FF124 - The Night of the Generals

Intro by Adam Pranica

One really interesting property of the war film genre is just how flexible it is as a place for storytelling. On Friendly Fire we have seen a large number of straight-ahead linear ”drive tank A to fort B” or ”shoot these guns from this trench at that trench over there” films, but some of our favorite films take ingredients from across genres and combine them into something really special. We have seen ”train escape” war film, we have seen ”break out of prison” war film, he have seen ”heist” war film and ”spy” war film and so many others, but Night of the Generals is a hell of a combination in this regard, a murder mystery in a war film.

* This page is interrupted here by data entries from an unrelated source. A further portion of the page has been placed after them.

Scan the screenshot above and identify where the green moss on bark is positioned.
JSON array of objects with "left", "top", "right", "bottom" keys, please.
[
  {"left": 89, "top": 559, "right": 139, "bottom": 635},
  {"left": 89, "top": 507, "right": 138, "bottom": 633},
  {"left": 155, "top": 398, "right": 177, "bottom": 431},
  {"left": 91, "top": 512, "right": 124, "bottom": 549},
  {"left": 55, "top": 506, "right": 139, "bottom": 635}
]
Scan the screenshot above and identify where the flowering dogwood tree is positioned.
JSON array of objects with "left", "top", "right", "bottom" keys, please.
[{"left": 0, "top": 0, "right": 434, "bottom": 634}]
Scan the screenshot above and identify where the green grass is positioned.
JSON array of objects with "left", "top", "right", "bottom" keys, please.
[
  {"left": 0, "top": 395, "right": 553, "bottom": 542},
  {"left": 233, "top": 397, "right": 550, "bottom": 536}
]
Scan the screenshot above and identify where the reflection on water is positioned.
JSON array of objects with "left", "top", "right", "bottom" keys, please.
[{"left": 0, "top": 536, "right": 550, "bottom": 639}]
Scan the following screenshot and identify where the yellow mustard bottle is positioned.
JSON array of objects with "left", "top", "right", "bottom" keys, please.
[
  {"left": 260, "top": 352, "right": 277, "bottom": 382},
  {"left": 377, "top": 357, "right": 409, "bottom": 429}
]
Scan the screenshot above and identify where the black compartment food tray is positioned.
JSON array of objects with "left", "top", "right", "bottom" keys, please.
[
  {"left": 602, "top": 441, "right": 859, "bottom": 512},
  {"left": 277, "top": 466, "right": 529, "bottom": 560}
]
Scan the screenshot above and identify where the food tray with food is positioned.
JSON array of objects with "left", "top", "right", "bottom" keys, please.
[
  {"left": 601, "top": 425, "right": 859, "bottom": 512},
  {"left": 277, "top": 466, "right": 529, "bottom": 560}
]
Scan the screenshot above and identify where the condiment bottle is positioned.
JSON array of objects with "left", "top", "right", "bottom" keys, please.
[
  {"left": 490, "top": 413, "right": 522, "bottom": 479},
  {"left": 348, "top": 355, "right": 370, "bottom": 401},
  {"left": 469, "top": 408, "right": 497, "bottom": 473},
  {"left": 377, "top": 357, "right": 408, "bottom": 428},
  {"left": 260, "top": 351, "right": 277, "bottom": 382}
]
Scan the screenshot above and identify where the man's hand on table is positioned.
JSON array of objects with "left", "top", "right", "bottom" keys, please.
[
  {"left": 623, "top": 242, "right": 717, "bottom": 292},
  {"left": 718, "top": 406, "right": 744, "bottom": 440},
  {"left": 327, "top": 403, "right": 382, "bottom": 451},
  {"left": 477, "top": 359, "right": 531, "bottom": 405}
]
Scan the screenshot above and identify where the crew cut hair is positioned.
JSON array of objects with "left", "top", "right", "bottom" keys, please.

It makes me wonder what other genre gems are waiting for us on our show. Romantic comedy war film? Horror war film? Summer camp coming of age film? The mind reels! And it isn't just a combination of genres that makes this film so astounding, it is the combination of actors involved. If you have only ever seen Peter O'Toole in Lawrence of Arabia, get ready to watch him order an entire Warsaw city block level by tanks and flamethrowers. And don’t get me started on Omar Sharif here, playing a totally understated investigator who spends decades chasing down the murderer of some prostitutes from a group of suspects, including O’Toole, Tom Courtenay and Donald Pleasence.

In addition to the film being a commingling of genres, it is also a weaving together of films about the same thing, as Night of the Generals joins Valkyrie in constructing the tapestry of Hitler's attempted assassination that elevates both stories. When a war film makes you focus on the characters instead of the sides of the conflict it is bound to force you to make some hard choices. For bennets! Why do I have to choose only one of these Nazis to root for? But that is the magic here: They are all bad guys and yet you want justice to be served. You want the worst Nazi to be punished by the good Nazi and then everyone to go to Nuremberg to stand trial and then be in prison there forever.

What does justice look like when it is dispensed by an imperfect adjudicator? What qualifies as murder during wartime? Who brings a gun to a dinner party? ”Patience is one of the few virtues I possess!”, as we answer all of these questions and more while discussing the 1967 Anatole Litvak murder mystery war film The Night of the Generals.